Thursday, June 21, 2012

Fruit Drier Saga Continued

Sometimes you just have to recognize that a relationship is over and cut the ties cleanly. Sometimes you have to learn that the hard way.

I let my solar fruit drier sit for almost a year. We needed time apart to let things cool off. To come so close to successful assembly, only to fail once again, is an exhausting emotional ride. Then one day out of the blue, a farmer that I've worked with in the past expressed interest in using the drier in his orchard. He had a plethora of cashew apples and mangoes and a French tourist had convinced him that there was a large market for dried fruit. I jumped at the chance and we got the fruit drier working in just two days! It's amazing how much easier things are to do here when you have an invested local helping you out. We immediately stared drying things: cashew apples galore, tomatoes, and were excited to try mangoes. We held an appropriate technology open field day where we displayed the fruit drier and gave everyone dried cashew apples, which were gone by the end of the day (delicious). The local food transformation organization expressed interest, asking for pictures of the drier and for a sack of dried cashew apples that they could experiment with. Another Senegalese development agency asked for plans for the drier. I was excited and was beginning to count this as a success. It really seemed like people were interested.

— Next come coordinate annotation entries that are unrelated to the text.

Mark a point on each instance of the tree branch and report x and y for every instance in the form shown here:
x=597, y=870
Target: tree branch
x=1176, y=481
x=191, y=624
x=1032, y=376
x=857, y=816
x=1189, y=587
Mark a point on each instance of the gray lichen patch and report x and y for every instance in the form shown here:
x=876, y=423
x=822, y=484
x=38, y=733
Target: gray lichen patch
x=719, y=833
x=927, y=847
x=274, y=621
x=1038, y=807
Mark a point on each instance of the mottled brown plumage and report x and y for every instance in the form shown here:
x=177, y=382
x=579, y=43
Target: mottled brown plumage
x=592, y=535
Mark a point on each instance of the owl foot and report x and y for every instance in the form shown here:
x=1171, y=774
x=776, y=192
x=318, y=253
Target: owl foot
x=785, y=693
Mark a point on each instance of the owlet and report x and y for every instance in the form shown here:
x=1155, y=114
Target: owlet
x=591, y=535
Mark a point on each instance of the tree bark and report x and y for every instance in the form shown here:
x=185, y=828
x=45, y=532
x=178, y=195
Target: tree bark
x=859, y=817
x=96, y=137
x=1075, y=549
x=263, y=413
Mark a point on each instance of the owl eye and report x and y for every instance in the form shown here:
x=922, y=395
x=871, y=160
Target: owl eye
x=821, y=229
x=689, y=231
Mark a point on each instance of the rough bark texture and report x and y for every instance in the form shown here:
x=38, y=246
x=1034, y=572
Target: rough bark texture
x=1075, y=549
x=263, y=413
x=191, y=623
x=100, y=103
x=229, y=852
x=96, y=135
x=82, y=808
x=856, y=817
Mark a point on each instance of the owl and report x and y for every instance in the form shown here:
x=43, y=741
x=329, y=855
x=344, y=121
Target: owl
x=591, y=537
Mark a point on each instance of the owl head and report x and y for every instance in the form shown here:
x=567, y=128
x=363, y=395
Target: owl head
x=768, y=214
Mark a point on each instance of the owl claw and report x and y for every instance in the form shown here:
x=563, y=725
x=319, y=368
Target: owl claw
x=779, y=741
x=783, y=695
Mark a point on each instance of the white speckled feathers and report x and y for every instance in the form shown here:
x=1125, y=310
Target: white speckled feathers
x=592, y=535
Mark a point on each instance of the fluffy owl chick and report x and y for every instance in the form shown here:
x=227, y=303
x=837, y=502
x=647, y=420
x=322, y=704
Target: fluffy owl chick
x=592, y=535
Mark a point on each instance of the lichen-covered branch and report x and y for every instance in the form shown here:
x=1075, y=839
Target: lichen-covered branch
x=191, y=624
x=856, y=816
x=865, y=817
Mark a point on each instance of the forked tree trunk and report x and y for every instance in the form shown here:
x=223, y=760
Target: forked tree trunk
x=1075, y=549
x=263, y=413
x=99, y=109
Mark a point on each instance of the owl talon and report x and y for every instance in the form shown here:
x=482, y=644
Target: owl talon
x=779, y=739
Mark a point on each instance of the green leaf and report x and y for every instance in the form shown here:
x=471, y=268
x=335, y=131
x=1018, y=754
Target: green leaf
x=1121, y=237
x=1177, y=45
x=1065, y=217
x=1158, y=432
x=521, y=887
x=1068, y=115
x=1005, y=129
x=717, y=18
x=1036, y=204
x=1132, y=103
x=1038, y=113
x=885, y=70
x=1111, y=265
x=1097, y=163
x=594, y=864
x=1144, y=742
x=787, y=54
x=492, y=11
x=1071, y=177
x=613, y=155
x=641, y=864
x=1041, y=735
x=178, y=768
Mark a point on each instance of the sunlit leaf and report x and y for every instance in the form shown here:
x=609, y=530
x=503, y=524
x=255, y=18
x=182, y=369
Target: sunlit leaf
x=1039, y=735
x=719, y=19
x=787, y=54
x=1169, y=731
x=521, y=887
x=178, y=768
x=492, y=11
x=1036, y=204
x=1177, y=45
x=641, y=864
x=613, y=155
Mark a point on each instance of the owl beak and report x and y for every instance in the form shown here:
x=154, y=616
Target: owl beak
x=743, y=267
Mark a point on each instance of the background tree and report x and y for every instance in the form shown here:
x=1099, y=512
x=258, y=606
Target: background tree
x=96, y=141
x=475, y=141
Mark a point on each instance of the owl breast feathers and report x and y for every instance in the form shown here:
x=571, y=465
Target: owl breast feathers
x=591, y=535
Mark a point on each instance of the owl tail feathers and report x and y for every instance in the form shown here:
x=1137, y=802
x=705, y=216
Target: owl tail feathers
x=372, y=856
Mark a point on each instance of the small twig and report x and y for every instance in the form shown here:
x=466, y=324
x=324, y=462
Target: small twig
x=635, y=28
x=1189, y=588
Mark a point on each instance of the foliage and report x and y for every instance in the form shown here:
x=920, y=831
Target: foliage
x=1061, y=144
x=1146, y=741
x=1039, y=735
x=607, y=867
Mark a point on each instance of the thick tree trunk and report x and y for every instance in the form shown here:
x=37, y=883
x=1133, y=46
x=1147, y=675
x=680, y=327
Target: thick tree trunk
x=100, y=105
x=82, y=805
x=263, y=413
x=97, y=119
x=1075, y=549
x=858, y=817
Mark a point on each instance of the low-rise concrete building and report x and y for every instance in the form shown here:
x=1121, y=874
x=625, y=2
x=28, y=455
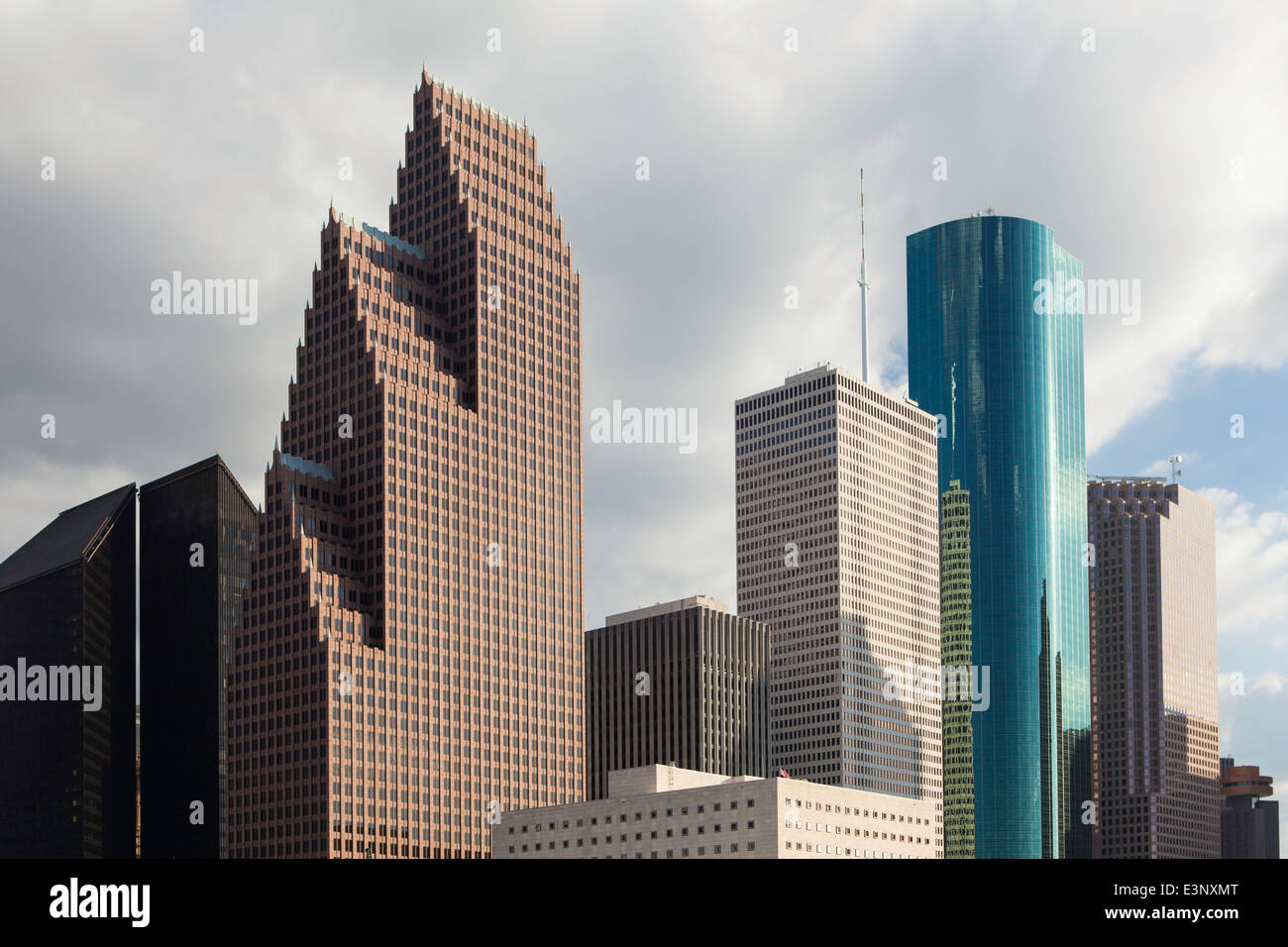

Grafted mangoes were finally beginning to ripen, which are the only kind you can really dry here since the local varieties are too fibrous to cut appropriately. I saw the farmer I had given the drier to in my road town and told him I was going to buy a bunch of these grafted mangoes so we could test them out in the drier the next day. He was just as excited as I was. He wasn't going to be in his orchard then but told me his son would be willing to help me. The next day after lunch I cut up a whole bowl full of mangoes to bring to the garden. The whole time I daydreamed about dried mango treats being sold on the side of the road, exporting bags of Senegalese dried mango, and letting my friends try this fruit I had worked throughout two years to create! When I got to the garden with my full bowl, carefully protected from the flies, I saw the fruit drier, but in a peculiar state. Instead of how I had left it, it was in 4 different pieces, scattered on the ground where it had once stood. I left.

I talked to the farmer later, what happened? Why didn't you at least tell me when I saw you? He said that a wind tunnel had broken it and that he wasn't aware that it was broken when he saw me. Call me jaded but I don't actually believe him on either account. In reality the only thing I'm surprised about is how little I was actually upset at failing again.